Here, the accuracy and loss of successful and unsuccessful training are plotted on the graph.

In TensorBord, in addition to accuracy and loss, distortion and histogram can also be visualized and confirmed.


Visualization of distributions	Histogram visualization

When monitoring the model during training, accuracy and loss can be checked by pressing the update button of TensorBord, but distributions and histogram are not so. I searched for this method but couldn't find it in Japanese, so I'll write it down here.

environment

Pull the nightly image of TensorFlow with Docker. When I output the version of TensorFlow, it was 2.1.0-dev20200101.
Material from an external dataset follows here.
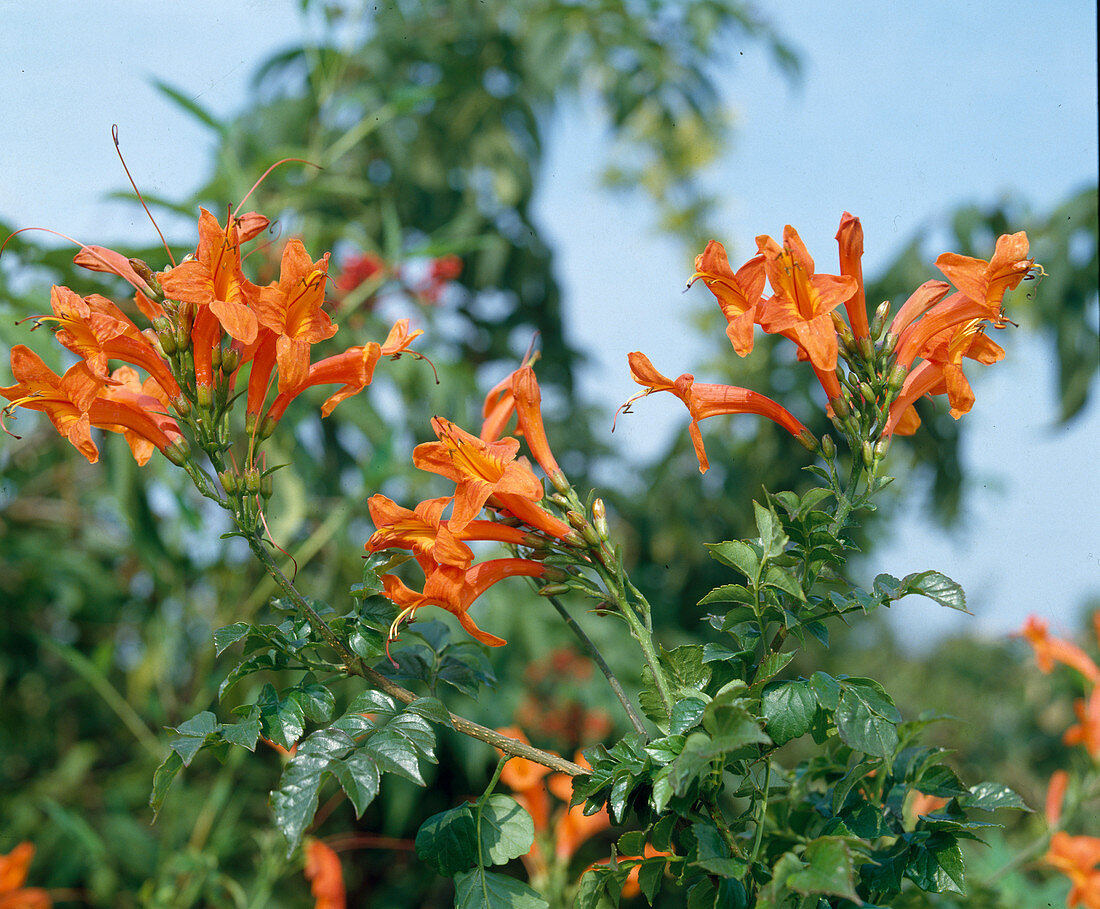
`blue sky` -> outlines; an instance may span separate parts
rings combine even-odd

docker pull tensorflow/tensorflow:nightly-gpu-py3-jupyter

Start this. At this time, what is important is port forwarding. First, forward port 8888 to start jupyter. In addition, you must forward port 6006, which TensorBoard uses by default. Use the -p option for port forwarding.

docker run --gpus all -it -v `pwd`:/tf -p 8888:8888 -p 6006:6006 tensorflow/tensorflow:nightly-gpu-py3-jupyter

When you execute the above command, a link to open Jupyter Notebook will be displayed. Access it and open Jupyter Notebook.

After that, I will program with TensorFlow appropriately.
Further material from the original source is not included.